Lets start at the beginning and link this to Tammy’s current situation where her mother is suddenly very ill. You are on the other side of the world and don’t know what to do. At times like this guilt can be a very powerful negative emotion, but what can you do to prepare for this kind of situation?

  1. Own your reasons for migration
    International moves are often undertaken for the very best of reasons – expressing these reasons effectively and understanding why people want you to stay is important.

    In my own circumstances my aim was to move my children to a safe place where they would have the best childhood and chance of meeting their potential. Explaining these positive reasons to my parents with a clear idea of what benefits I was looking for and why definitely helped them feel better about their grandchildren travelling to the other side of the world.

    Talking about your plans If you parents understand and agree with your reasoning (although not always possible to achieve) it definitely helps everyone to keep strong positive relationships, reducing the damage cause by migration and heading off a large chunk of negative emotions felt by all concerned when for example a parent dies and you are faced with returning for a funeral or one of your children gets sick and your parents are far away.

  2. Prepare your roles
    Many people feel helpless and frustrated when a loved one falls ill far away. Knowing that this is not a possibility but a certainty to be faced one day you should prepare your role to be able to help in whatever way you can – whether organising a chain of communication or putting aside a fund for an emergency flight.

    Planning, explaining and accepting this role will ensure that everyone is ready and knows what to expect – whether it is your parent or your child that falls ill everyone should have a role and an opportunity to be able to provide a level of support and help. This will help reduce the panic, frustration and grief experienced by everyone affected.

As you can see, a lot of preparation for migration success actually happens in the comfort of your own skull. A range of negative emotions can be avoided if you have clearly thought out your reasons and prepared for the consequences of moving halfway around the world.
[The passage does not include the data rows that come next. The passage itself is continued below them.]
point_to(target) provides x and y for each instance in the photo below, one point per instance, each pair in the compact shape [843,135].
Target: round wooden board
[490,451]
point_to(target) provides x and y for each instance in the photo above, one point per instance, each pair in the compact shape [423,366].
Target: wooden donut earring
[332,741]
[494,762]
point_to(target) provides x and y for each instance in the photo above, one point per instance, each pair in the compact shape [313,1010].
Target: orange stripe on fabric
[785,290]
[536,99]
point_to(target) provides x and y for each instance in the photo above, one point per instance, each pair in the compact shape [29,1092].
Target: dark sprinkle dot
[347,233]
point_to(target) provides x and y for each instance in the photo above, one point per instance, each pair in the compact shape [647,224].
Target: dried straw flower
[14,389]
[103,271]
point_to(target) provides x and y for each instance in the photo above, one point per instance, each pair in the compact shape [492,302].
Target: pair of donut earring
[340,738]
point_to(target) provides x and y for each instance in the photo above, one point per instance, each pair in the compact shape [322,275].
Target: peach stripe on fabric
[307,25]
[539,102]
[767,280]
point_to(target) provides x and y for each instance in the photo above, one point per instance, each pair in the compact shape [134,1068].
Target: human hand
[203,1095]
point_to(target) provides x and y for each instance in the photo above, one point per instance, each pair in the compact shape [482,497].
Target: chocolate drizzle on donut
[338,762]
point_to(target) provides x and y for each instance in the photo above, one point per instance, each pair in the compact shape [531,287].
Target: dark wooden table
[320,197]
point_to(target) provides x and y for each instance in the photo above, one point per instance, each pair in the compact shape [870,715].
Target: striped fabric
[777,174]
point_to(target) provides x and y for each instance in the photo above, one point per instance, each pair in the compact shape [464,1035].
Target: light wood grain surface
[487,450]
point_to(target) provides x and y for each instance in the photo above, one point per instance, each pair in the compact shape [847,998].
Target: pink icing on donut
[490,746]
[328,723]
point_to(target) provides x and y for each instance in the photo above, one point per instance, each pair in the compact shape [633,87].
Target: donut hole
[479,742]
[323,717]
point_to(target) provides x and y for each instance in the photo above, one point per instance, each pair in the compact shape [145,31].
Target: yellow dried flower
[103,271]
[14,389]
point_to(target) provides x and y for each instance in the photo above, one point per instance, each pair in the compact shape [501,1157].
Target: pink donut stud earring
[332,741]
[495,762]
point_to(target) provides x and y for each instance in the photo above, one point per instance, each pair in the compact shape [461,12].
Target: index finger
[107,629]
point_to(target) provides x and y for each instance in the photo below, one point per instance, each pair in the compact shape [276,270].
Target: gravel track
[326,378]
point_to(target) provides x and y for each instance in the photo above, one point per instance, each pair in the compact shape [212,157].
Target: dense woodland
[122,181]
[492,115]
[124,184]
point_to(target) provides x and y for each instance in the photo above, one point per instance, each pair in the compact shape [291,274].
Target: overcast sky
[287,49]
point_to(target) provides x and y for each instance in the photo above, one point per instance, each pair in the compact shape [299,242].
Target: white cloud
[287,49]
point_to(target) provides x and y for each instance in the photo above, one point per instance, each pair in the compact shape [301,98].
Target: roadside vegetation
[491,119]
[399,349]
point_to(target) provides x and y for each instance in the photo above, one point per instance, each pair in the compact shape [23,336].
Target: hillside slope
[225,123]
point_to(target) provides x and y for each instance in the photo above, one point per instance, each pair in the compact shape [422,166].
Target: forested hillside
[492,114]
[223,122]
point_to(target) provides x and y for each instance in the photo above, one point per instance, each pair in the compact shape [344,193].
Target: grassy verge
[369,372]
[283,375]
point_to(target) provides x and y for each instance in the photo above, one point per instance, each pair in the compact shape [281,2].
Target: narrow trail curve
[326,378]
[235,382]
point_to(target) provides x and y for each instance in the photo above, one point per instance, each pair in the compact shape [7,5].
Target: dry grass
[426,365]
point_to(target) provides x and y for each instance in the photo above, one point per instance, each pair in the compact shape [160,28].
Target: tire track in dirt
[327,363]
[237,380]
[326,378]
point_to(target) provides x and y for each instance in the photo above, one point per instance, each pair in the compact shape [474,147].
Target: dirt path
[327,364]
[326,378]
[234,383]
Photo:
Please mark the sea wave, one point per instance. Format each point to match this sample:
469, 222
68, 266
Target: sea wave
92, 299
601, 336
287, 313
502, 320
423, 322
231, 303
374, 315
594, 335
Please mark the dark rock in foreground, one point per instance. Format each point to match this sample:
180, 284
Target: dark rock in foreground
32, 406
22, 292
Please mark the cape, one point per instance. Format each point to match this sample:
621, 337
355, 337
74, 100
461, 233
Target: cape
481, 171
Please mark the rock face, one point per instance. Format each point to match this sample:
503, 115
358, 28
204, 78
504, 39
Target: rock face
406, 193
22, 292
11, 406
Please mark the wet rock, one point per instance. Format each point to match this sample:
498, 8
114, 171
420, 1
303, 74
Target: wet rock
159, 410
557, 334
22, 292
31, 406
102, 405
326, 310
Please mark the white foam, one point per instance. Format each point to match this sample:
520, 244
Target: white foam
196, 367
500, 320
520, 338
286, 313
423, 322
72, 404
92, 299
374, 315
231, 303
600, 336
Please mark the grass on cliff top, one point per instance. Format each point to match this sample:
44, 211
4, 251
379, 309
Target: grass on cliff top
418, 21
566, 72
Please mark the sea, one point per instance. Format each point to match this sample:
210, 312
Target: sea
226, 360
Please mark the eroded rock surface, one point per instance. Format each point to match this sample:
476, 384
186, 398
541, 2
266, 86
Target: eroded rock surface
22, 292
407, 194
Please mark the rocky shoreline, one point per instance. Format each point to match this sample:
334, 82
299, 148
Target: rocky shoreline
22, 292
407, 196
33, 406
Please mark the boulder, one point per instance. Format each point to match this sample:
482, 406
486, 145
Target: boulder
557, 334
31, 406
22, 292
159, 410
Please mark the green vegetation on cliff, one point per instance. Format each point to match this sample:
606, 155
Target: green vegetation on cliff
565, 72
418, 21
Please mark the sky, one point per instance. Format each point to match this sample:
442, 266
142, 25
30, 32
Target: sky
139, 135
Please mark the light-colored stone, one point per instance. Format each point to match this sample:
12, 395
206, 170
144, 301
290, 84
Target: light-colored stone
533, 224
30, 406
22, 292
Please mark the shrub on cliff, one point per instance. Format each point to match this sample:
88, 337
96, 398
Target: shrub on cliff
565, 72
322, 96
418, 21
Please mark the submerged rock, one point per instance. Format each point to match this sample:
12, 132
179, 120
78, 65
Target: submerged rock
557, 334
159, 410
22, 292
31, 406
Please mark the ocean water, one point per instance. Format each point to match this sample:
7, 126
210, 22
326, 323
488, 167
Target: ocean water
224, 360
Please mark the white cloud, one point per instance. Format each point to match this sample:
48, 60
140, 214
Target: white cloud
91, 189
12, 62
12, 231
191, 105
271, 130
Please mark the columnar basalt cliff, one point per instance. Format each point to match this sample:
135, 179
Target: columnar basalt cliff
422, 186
This article is not intended to cover everyone’s circumstances – we have seen how wildly they can vary – but to get you thinking. Ensuring to the best of your ability that everyone involved (you, your partner, kids and those you leave behind) is comfortable with your migration and the consequences of it can lift an immense burden from your shoulders now and in the future giving you less reasons to regret making that move.

Like writing a will facing down the worst possible potential situations can also give you peace of mind (further reducing homesickness). Whether it’s contemplating your elderly aunt not being able to fly to attend your daughter’s wedding or you not being able to get back for your Uncle’s funeral you need to think about this and prepare.
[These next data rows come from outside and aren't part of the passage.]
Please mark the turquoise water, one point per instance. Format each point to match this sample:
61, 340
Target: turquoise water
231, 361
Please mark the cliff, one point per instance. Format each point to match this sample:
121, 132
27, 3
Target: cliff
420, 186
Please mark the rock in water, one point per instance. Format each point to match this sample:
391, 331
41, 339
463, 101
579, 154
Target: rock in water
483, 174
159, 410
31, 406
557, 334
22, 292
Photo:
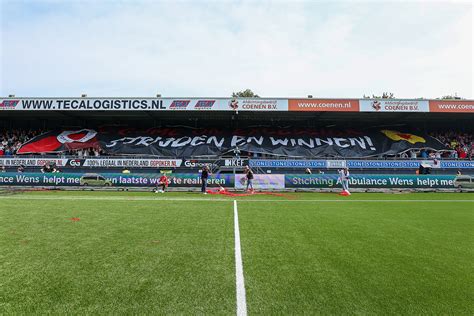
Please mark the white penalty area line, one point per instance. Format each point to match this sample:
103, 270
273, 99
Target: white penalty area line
137, 199
239, 268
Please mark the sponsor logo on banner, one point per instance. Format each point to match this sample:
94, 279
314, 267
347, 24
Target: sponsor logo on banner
334, 164
259, 104
393, 105
194, 163
204, 104
369, 181
75, 162
129, 163
234, 162
460, 106
261, 181
396, 136
179, 104
8, 104
287, 163
32, 162
323, 105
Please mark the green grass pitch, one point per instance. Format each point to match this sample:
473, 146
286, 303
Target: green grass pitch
173, 253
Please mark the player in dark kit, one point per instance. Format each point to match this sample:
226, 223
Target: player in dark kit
163, 182
204, 176
249, 177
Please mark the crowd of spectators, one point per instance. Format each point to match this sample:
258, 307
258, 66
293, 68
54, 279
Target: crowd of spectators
11, 140
459, 145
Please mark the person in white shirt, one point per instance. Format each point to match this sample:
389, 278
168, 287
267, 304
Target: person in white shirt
344, 177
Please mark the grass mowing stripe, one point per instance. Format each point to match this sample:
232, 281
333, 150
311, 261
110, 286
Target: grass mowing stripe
119, 258
239, 268
137, 199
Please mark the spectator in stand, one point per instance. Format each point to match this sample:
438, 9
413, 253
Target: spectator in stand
204, 176
424, 154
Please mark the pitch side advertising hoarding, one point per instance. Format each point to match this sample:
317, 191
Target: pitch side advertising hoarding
323, 105
361, 164
275, 182
143, 104
235, 104
453, 106
380, 105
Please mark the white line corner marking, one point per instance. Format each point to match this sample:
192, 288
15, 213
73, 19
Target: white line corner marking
239, 268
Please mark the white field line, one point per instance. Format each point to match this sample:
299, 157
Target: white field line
239, 268
125, 198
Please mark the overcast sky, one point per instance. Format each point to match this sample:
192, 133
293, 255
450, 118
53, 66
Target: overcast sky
211, 48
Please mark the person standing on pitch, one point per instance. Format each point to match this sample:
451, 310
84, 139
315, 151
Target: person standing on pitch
344, 177
163, 182
204, 176
249, 177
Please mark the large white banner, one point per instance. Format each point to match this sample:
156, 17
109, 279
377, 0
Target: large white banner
133, 163
32, 162
261, 181
394, 105
143, 104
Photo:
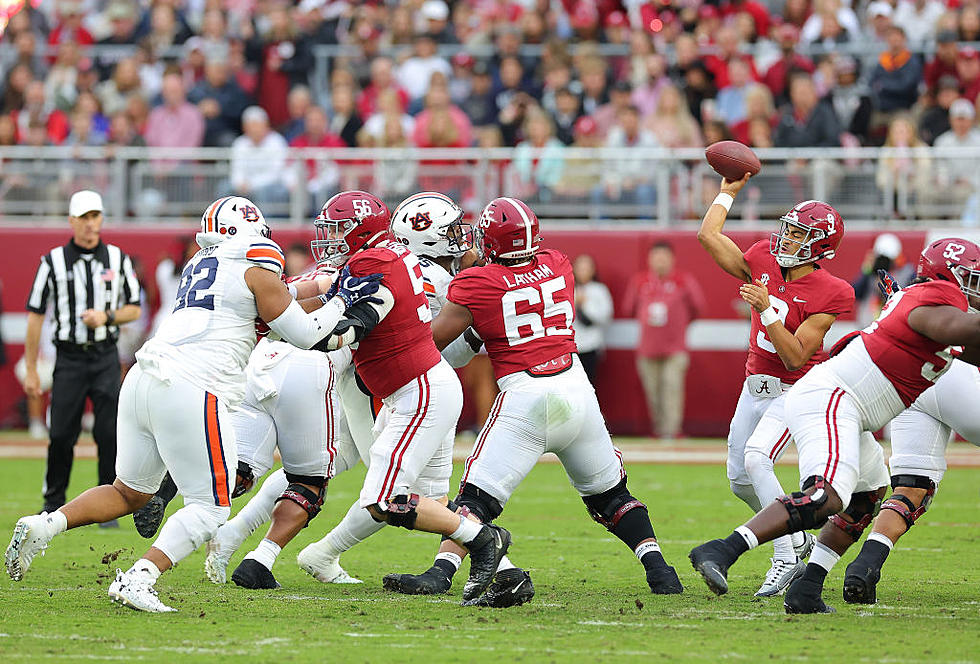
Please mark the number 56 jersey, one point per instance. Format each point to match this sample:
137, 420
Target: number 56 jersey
523, 314
209, 336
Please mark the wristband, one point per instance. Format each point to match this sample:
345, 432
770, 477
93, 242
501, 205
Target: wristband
724, 200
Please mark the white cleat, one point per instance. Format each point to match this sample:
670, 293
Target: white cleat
324, 569
136, 591
780, 575
31, 537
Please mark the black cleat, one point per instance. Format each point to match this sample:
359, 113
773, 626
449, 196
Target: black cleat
712, 560
254, 575
432, 581
486, 550
511, 587
860, 583
664, 581
149, 517
803, 596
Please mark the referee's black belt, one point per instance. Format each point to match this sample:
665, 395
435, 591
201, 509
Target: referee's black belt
88, 347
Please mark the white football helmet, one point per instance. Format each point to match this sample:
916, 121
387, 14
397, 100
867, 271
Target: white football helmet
431, 224
231, 216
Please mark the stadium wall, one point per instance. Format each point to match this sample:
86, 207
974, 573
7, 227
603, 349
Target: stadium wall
717, 341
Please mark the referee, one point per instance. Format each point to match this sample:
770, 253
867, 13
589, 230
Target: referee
92, 289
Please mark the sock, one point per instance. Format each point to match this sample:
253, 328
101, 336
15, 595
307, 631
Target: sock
824, 557
58, 522
448, 562
266, 553
505, 564
466, 532
146, 568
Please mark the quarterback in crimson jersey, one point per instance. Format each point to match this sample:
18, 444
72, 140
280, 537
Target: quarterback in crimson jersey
794, 303
521, 305
871, 380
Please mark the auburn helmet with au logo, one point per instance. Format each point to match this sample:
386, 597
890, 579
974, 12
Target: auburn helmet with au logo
508, 229
431, 224
231, 216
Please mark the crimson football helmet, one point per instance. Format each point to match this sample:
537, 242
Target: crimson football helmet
348, 222
507, 229
952, 259
824, 230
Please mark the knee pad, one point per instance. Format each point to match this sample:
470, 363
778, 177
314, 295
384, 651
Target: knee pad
610, 506
302, 496
402, 511
478, 502
861, 511
903, 505
803, 507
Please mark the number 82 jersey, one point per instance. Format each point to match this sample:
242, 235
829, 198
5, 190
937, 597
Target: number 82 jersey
523, 314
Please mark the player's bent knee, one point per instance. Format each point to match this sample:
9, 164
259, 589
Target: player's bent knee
910, 508
479, 503
810, 508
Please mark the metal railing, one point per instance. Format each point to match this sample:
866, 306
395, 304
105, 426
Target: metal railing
881, 186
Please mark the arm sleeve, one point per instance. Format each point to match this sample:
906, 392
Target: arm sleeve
37, 301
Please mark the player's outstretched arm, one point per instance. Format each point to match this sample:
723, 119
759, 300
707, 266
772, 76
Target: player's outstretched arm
721, 247
451, 322
947, 325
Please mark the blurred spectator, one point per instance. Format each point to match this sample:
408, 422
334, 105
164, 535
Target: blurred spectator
175, 123
789, 62
538, 160
416, 72
593, 311
628, 178
807, 122
221, 102
935, 119
672, 123
344, 120
664, 301
895, 79
944, 61
258, 160
918, 19
382, 79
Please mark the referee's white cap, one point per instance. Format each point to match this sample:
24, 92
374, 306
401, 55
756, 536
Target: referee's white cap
84, 201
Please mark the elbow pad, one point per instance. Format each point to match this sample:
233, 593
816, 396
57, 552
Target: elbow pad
303, 329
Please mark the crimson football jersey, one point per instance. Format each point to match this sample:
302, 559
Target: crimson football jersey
523, 314
816, 293
910, 361
400, 348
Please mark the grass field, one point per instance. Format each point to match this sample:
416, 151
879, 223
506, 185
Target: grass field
592, 603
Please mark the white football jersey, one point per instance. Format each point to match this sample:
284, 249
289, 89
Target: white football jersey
209, 336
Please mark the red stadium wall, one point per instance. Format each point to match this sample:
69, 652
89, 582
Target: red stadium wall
715, 374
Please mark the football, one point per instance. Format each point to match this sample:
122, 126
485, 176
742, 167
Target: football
732, 159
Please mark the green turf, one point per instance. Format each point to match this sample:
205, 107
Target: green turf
592, 603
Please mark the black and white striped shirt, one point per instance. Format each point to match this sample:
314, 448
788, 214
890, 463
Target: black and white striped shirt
73, 279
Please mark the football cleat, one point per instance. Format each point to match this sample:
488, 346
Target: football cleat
803, 596
780, 575
664, 581
31, 537
324, 569
432, 581
254, 575
148, 518
135, 591
486, 550
711, 560
511, 587
860, 583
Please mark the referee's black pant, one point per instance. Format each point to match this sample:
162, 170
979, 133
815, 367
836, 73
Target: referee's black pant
78, 373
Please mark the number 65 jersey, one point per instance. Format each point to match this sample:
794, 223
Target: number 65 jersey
209, 336
523, 314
Some prospective migrants may think through this and decide that the emotional cost of migration is too high, some may be able to cope with the downsides of migration and decide it is a fair price to pay. Dealing with this before you make that move can help you make the best decisions for you as a family and that’s what our Seminars were all about.

I hope this information is useful. If you are interested in discussing this fully please post on the forum here to access the experiences of the whole move2nz network too.

* ‘Helping’: providing proactive and/or reactive settlement support.
(Sadly I have to provide a definition for ‘helping’ as the Immigration Advisers Authority have shown that they equate ‘helping’ with ‘providing tailored immigration advice’ which shows just how confused they are.)